San Antonio Housing Authority CEO Henry Alvarez has agreed to appear before a City Council committee to discuss complaints about shoddy construction and poor management at SAHA's Villas de Fortuna subdivision on the West Side.
"City staff asked us to participate in the Feb. 13 Urban Affairs Committee and we intend to do so," SAHA spokeswoman Melanie Villalobos said Tuesday.
Councilwomen Delicia Herrera of District 6 and Patti Radle of District 5 raised the possibility of questioning Alvarez at a stormy citizens-to-be-heard session at last Thursday's council meeting. Fortuna residents in attendance recited a litany of problems with the houses they are buying from SAHA and the way the lease-to-purchase program is being managed.
Alvarez's appearance could signal the beginning of a city investigation of SAHA being sought by Herrera, Radle and other council members. He may also appear before the entire council in a March work session to answer questions about SAHA's plans and operations.
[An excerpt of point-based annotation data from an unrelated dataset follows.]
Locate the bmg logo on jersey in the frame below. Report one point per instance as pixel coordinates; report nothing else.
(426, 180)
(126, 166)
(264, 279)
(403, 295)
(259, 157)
"I truly believe (SAHA's) performance has not been exemplary," District 10 Councilman Chip Haass told residents at the council meeting. "Maybe it's time for us to investigate. We need to get Henry Alvarez before City Council to explain what's going on."
Haass said Tuesday that Fortuna residents probably caught council members off guard, and it's time for Alvarez to speak before the entire council. His own concerns with SAHA include the fallout from the agency's aborted attempt to buy a high-end apartment complex near Stone Oak and a senior citizen's project in his district that fell through.
Distinct 8 Councilman Art Hall said Tuesday the inquiry should address any role the city played in the problems, including inspections, while keeping in mind that the issues are historic and the city, SAHA and the builder, KB Home, all have new leadership.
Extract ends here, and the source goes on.